Players, rejoice: the PS5 shortage is officially over! This is according to Sony Interactive Entertainment CEO Jim Ryan, who shared the news during the company’s presentation at CES.
“Anyone who wants a PS5 should have a much easier time finding it at retailers around the world from now on,” Ryan said.
That’s little consolation for those who have tried and failed to find a console for Christmas, but it should be of some use to those who have opted for IOU notes.
Assuming it’s true, of course. We looked around to see how easy it is to get a PS5 in London today. Long and short? Fairly simple, but generally easier if you’re willing to pay extra for a bundle. Although at the time of writing Amazon has a free console bundle on disc for £479.99 and even a digital version is available at the suggested retail price.
Can I buy a PS5 today?
Yes. If you have half a grand sat in your account doing nothing, you can easily pick up a PS5 today – but you certainly don’t have the flexibility that Ryan’s comments suggest.
You can pre-order the God of War: Ragnarok PS5 Bundle for quick pickup from Argos stores in Holborn, Westminster, Cheapside, Islington, Tottenham Court Road and more.
However, if you don’t want God of War? You have no luck. Argos has neither the base console nor the digital version in stock.
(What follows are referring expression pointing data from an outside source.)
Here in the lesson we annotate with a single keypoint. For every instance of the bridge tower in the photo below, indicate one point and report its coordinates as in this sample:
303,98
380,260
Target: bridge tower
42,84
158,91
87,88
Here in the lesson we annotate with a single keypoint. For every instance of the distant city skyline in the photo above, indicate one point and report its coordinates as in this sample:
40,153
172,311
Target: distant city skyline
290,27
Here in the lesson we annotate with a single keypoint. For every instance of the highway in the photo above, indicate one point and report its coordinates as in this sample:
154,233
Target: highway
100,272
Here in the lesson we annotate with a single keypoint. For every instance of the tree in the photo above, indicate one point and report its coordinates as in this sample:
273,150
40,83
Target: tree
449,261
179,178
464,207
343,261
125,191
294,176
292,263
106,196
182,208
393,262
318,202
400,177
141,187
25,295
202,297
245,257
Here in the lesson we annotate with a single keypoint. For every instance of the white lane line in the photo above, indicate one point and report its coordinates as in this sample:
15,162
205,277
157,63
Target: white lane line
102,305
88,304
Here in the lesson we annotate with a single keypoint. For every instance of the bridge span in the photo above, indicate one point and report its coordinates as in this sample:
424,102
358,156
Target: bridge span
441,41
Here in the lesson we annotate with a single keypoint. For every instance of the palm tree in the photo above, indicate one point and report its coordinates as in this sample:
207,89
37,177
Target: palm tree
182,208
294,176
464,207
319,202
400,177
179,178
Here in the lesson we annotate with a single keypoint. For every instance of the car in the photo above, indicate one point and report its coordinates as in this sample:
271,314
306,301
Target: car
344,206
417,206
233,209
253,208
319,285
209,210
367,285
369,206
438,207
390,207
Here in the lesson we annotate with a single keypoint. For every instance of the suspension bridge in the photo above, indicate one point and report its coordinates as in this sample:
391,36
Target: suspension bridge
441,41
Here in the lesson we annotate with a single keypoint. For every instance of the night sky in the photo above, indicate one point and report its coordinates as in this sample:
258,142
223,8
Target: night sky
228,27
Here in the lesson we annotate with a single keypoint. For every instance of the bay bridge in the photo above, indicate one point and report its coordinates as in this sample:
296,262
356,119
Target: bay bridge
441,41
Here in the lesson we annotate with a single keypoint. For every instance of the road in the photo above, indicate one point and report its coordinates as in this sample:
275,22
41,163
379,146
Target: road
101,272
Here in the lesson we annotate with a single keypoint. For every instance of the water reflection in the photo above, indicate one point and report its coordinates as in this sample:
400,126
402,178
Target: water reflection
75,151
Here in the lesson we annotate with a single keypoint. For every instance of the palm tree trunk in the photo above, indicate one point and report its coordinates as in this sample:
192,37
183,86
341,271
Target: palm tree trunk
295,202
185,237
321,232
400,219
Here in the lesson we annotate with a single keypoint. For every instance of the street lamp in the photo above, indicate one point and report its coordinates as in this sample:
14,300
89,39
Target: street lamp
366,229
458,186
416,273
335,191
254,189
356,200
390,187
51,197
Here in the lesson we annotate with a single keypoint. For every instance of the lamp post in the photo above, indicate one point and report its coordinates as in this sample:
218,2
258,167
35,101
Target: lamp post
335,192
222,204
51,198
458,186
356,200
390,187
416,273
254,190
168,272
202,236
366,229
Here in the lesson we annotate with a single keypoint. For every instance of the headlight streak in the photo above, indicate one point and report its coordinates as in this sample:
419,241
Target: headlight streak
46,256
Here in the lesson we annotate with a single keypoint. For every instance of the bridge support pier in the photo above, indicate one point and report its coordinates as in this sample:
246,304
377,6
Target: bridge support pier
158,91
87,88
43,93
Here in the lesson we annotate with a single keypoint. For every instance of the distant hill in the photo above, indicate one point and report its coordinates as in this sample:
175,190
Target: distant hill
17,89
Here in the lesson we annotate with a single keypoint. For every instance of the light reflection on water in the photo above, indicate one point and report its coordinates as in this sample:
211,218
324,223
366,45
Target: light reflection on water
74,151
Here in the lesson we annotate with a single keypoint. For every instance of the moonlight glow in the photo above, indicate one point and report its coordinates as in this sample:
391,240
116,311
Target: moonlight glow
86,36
And since it’s a digital copy of the game, you can’t just trade it in (Ebay has lots of people trying to unload theirs at the time of writing).
It’s a similar story in john lewis and Currys, with the latter not even mentioning non-packaged consoles on the page. But if you’re fast Amazon has the unpacked PS5 available for delivery for £479.99.
What about the digital edition?
The £389 digital edition without a disc drive was hard to find from day one, even by PS5 standards. At first it didn’t seem to be getting better, but in the last few minutes Amazon has listed the console for a suggested retail price of £389 – a drop of over £200 from its previously ridiculously overpriced price.
This is a very promising sign, but you may still want to act fast. at the start, Eurogamer was told by retailers that between 75% and 80% of the stock received was the disc version. It seems Sony just doesn’t make as many digital consoles.
Why is accessibility improving?
It’s not entirely clear if this change is due to greater component availability or weaker demand for the PS5.
In December, Ryan pointed that supply issues have been resolved in Asia, which should have an impact on global availability.
But trying to sell expensive hardware in the midst of a cost-of-living crisis with sky-high electricity prices isn’t entirely ideal – especially since Sony has already had to raise prices once before.
In August, Sony has increased the price of digital and disc consoles by £30 each. In other words, even if you can find a PS5 unleashed at RRP, you’re looking at £389 or £479. It’s a pretty big question when energy prices cap rose to £4,279 earlier this month.
How is the PS5 doing?
At this point, 26 months after launch, around 30 million PS5 consoles are under TVs around the world, according to Sony. That means it’s already close to a fifth of the way to beating the PS2’s all-out sales of around 157 million units.
But the PS2 didn’t arrive with the double hit of a global pandemic followed by a cost of living crisis. With that in mind, just beating the Xbox Series X and S (an an estimated total of 20 million to date) and catching the PS3 (about 87 million units) could mean a victory for Sony.